13 September 2023

ICLT at University of Northampton - Future of leather education at University of Northampton in serious doubt

The University of Northampton has announced that it has entered a formal period of internal consultation to determine the future of leather education and research at the university.

It said it had taken this decision against a backdrop of “a fall in student demand for this subject area, the economic downturn, and rising energy prices”, writes Leatherbiz.

The Institute for Creative Leather Technologies (ICLT), now located at the university’s new Waterside campus, has taught leather professionals from all over the world for generations, offering undergraduate and post-graduate teaching. It has also engaged in high-level research to help the global industry advance. It officially opened the new leather centre at Waterside in 2019.
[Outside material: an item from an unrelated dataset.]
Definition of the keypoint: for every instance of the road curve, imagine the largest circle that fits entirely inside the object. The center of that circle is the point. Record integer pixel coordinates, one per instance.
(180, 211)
A statement from the university said: “Declining applications over a number of years and rising costs have resulted in the subject area being reviewed as a going concern.”

Vice-chancellor, Anne-Marie Kilday, added that the university had not taken the decision lightly. She said: “The academic study of leather at the University of Northampton has been a valued part of our offer since 1995. The number of UK leather producers has been in decline, and the largest producers are now China, Brazil, Russia, India and Italy. This has severely impacted the number of domestic students, and has not delivered commensurate international students.”

She said recruitment of international students had also been affected by the UK’s departure from the European Union in 2020 and said that this had contributed to “the loss of a regular flow of students from Italy” in particular.

Professor Kilday said Northampton’s research in leather was “world-leading”, but she insisted research income was not offsetting the “cost of teaching dwindling student numbers”.

She said the university would publish a new strategy in October. She said she hoped to be able to include a practical solution to retain leather as a subject area. But she added: “We must however recognise the implications of continuing to cross-subsidise leather education and research.”